La señorita Stanley estaba sentada muy tiesa y derecha, con las manos dobladas en el regazo. Las canas le brillaban bajo la luz. Fowler la observaba tratando de adivinar qué imaginaba, qué sentía. No le tenía miedo, exactamente; pero no se sentía muy cómodo cuando la mujer lo miraba. Esos ojos azules y penetrantes sabían demasiado; esas manos parecían demasiado competentes. Podría haber sido la tía de alguien, sentada en una mecedora, con sus agujas de tejer. Pero no lo era. Era la operadora de conversores más hábil del sistema solar, y no aprobaba lo que él, Fowler, hacía.
—Algo anda mal, señor Fowler —dijo la mujer.
—Precisamente —convino Fowler—. Por eso envío a Allen. Para que averigüe qué pasa.
—¿Y si no lo averigua?
—Enviaré a otro.
La mujer se incorporó lentamente, dio un paso hacia la puerta, y se detuvo junto al escritorio.
—Algún día —dijo— usted será un gran hombre. No deja escapar ninguna oportunidad. Ésta es su oportunidad. Lo sabe usted desde que esta cúpula fue nombrada centro de experimentación. Si tiene éxito, ganará un punto o dos. No importa cuántos hombres mueran. Ganará un punto o dos.
—Señorita Stanley —dijo Fowler rudamente—, el joven Allen saldrá en seguida. Por favor, asegúrese de que su máquina…
—Mi máquina —dijo la mujer con frialdad— no tiene la culpa. Funciona de acuerdo con las coordenadas de los biólogos.
Fowler, inclinado hacia adelante, se quedó escuchando los pasos de la mujer que se alejaba por el corredor.
Lo que ella había dicho era cierto, indudablemente. Los biólogos habían establecido las coordenadas, pero podían equivocarse. Una diferencia del ancho de un cabello, un error mínimo, y del convertidor saldría algo que no era lo que debía salir. Un mutante que podía morir hecho pedazos, frágil como una brizna de paja, bajo condiciones totalmente desconocidas.
Pues los hombres poco sabían de Júpiter. Sólo lo que decían los instrumentos. Y las muestras de lo que ocurría allí afuera, proporcionadas por esos instrumentos y mecanismos, no eran más que eso: muestras. El tamaño de Júpiter era increíble, y las cúpulas muy escasas.
Los biólogos habían dedicado tres años al estudio de las formas de vida más evolucionadas del planeta, y dos años más a la experimentación. Un trabajo para el que hubiese bastado un mes en la Tierra. Pero un trabajo que no podía realizarse allá, pues no era posible llevar a la Tierra un habitante de Júpiter. Fuera del planeta no era posible reproducir la presión de Júpiter, y a la temperatura y presión terrestres, los jovianos desaparecían, simplemente, convertidos en un poco de gas.

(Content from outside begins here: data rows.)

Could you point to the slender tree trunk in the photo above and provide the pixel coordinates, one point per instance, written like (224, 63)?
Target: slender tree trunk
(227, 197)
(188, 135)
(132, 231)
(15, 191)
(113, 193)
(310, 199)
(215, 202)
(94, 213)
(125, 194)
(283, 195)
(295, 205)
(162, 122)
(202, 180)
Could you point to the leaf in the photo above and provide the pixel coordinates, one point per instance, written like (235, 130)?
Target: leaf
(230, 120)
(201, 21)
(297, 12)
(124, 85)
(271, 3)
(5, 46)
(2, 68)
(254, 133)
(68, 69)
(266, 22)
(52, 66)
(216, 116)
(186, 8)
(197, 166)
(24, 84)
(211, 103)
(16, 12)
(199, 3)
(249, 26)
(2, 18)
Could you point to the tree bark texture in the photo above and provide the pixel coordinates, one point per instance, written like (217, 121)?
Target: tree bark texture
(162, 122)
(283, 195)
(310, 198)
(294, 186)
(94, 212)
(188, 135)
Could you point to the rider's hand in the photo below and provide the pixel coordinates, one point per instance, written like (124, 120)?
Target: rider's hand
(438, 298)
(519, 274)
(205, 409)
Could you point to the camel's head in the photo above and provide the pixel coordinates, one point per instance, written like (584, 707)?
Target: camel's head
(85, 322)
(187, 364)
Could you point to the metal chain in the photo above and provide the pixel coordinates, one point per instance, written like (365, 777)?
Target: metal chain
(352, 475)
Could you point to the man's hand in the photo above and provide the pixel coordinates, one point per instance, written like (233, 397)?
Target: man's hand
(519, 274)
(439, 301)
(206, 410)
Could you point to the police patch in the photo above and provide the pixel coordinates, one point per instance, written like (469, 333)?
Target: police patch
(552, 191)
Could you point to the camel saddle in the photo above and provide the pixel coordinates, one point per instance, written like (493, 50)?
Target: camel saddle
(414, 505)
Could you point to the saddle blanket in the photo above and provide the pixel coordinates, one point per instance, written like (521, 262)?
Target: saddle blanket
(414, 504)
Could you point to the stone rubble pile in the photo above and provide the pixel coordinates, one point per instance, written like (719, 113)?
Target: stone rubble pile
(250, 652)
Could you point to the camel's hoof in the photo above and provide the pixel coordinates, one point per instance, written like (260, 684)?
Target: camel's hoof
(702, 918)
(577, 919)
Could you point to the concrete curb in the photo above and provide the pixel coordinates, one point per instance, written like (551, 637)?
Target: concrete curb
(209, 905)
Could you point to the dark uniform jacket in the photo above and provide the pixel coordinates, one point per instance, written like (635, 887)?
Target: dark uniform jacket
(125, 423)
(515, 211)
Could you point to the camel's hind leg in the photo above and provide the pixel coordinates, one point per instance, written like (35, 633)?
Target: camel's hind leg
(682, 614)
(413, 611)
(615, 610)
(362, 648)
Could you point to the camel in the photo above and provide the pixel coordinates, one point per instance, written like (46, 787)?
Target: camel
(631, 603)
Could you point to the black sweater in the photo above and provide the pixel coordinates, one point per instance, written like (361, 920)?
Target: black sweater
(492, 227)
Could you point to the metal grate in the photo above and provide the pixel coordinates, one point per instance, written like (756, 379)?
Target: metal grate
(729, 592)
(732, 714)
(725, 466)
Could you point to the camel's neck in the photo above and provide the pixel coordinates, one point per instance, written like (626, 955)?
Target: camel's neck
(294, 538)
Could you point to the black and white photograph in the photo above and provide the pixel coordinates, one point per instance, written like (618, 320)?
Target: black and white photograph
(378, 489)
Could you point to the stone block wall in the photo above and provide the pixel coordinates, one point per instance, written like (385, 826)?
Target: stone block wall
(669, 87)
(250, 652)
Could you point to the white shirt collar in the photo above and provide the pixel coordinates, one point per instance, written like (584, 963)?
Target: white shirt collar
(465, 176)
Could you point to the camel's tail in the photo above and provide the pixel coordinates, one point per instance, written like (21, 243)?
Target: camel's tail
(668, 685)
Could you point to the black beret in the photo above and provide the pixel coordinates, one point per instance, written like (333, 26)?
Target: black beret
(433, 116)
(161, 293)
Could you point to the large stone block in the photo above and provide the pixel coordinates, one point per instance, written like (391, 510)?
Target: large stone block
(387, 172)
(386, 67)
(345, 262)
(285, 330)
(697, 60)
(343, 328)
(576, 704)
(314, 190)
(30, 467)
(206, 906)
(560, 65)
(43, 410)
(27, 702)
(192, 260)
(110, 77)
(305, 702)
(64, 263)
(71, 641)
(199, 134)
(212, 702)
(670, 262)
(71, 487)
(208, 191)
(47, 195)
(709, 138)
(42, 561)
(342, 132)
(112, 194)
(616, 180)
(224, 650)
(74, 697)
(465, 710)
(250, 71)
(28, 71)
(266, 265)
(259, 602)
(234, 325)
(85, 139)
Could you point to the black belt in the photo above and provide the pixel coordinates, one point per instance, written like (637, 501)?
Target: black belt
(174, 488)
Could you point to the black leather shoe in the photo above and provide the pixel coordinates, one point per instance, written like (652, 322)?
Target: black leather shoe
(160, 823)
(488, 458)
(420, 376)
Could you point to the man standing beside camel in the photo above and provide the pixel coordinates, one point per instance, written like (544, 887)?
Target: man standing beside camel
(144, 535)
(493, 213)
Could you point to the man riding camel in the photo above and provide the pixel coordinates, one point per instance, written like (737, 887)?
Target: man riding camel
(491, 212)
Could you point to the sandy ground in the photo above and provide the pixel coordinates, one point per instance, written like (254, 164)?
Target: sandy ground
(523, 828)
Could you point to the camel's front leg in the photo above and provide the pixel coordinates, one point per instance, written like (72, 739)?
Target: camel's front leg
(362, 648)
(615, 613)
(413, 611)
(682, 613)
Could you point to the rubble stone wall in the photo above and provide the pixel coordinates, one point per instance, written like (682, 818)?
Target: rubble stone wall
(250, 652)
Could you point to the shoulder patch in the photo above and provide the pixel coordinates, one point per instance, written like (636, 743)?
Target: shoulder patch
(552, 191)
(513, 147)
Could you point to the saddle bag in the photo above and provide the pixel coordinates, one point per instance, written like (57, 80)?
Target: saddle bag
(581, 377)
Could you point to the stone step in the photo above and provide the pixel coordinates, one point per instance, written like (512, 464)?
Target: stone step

Sin embargo, era un trabajo indispensable si el hombre quería pasearse alguna vez por Júpiter. Pues antes que el conversor transformase al hombre en otro ser, era necesario conocer las características físicas de este último, en todos sus detalles, y con una precisión que eliminase toda posibilidad de error.
Allen no regresó. Los tractores recorrieron las regiones vecinas y no hallaron trazas de él, a no ser que la velluda criatura descrita por uno de los conductores fuese Allen transformado en joviano.
Los biólogos emitieron sus más académicos refunfuños cuando Fowler sugirió que las coordenadas podrían ser inexactas. Las coordenadas, señalaron, funcionaban. Cuando un hombre se introducía en el conversor, y éste se ponía en marcha, el hombre se convertía en un joviano. Dejaba el aparato y entraba, hasta perderse de vista, en la espesa atmósfera.
Algún detalle, sugirió Fowler, alguna diferencia con lo que un joviano debía ser, algún defecto minúsculo. Si se trataba de eso, dijeron los biólogos, tardarían años en descubrirlo.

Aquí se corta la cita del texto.